Take your pick. Foxtongue, CC BY-NC-SA

Such views were fundamentally challenged from the 1830s onwards by the emergence of teetotal temperance movements in Britain and in a number of other nations (particularly English-speaking and Scandinavian countries). British temperance groups vociferously argued that all forms of drinking produced violence, sickness, poverty and other problems, whereas teetotalism led to health, wealth and personal character. While lots of people rejected their stipulation of abstinence, the teetotallers’ idea that any form of drinking can be problematic was widely accepted in Britain by the early 20th century. Beer-drinking and drinking which did not lead to drunkenness ceased to be widely perceived as morally good or morally neutral during the Victorian period.

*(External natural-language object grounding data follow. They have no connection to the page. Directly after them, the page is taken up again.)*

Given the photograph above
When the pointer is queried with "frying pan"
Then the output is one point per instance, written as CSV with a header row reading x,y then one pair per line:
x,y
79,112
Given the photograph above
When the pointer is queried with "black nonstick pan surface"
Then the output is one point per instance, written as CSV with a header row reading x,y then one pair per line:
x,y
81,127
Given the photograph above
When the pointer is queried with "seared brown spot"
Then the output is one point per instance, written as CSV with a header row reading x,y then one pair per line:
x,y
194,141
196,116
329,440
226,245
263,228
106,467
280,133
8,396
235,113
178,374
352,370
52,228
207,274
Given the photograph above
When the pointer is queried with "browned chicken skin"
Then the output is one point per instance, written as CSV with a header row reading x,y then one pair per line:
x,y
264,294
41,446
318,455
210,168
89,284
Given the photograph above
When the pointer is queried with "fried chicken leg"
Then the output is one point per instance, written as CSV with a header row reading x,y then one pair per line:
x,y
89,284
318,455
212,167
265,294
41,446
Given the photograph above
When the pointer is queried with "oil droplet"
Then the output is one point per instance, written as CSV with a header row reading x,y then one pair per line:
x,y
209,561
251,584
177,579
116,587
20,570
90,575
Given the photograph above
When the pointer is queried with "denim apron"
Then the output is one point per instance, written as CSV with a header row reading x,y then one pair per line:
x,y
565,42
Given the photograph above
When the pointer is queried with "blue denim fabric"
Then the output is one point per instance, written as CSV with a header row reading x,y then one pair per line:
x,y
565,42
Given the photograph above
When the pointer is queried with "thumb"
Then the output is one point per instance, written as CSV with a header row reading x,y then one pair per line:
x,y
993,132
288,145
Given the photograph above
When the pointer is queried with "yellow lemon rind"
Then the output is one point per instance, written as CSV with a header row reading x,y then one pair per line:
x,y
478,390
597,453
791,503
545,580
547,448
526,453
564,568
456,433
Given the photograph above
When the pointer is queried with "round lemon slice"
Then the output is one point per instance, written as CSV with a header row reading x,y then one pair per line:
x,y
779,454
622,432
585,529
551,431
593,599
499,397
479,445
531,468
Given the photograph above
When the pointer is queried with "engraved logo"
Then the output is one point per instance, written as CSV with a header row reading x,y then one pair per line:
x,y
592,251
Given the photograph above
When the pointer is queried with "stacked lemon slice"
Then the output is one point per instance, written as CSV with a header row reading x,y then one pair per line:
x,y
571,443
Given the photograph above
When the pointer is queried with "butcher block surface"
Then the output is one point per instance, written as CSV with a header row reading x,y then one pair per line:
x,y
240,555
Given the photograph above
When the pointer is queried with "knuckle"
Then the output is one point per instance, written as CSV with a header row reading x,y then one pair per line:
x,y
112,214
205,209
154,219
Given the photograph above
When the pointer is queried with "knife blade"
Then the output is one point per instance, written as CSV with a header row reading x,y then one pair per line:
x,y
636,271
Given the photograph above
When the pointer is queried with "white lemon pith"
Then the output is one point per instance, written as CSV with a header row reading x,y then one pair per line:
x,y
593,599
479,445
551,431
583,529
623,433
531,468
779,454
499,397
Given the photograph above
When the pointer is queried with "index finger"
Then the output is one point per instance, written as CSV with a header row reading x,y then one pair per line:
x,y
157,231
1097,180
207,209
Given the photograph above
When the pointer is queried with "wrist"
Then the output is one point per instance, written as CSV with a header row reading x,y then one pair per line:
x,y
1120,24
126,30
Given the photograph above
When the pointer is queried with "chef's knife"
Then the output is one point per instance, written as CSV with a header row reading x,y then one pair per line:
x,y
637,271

Since then, any other notion of a “good” drink or “good” form of drinking has proved elusive. The contemporary trend is towards an increasingly stringent approach to acceptable levels of alcohol consumption. The Department of Health recommended abstinence for pregnant women in 2007; the Royal College of Psychiatrists advised over-65s to consume no more than 1.5 units per day in 2011; and, in August this year, Public Health England advised all drinkers to abstain every other day.

Many public health professionals have also emphasised that all forms or amounts of drinking carry risk. In this context, it is increasingly difficult to ascertain what form of drinking might be considered responsible, acceptable or “good”.

So NICE’s proposals are part of a wider moral discourse about alcohol consumption which comprises vivid normative judgements about what forms of drinking are either high risk or low risk, acceptable or unacceptable, good or bad.

In this sense, nalmefene may be for the soul as much as for the liver. And as NICE recommends medication to treat “bad” drinking, it is pertinent to ask what form of drinking should be encouraged instead? If “bad” is reduced, what is the “good” that is being promoted? Unless abstinence is to be the goal of public health policy in England, there is a pressing need to determine what manner of alcohol consumption should replace the higher-risk forms of drinking that are targeted by various regulatory initiatives. Until this historical gap in British understanding of alcohol consumption is filled, policy discussions about alcohol will remain oddly imbalanced.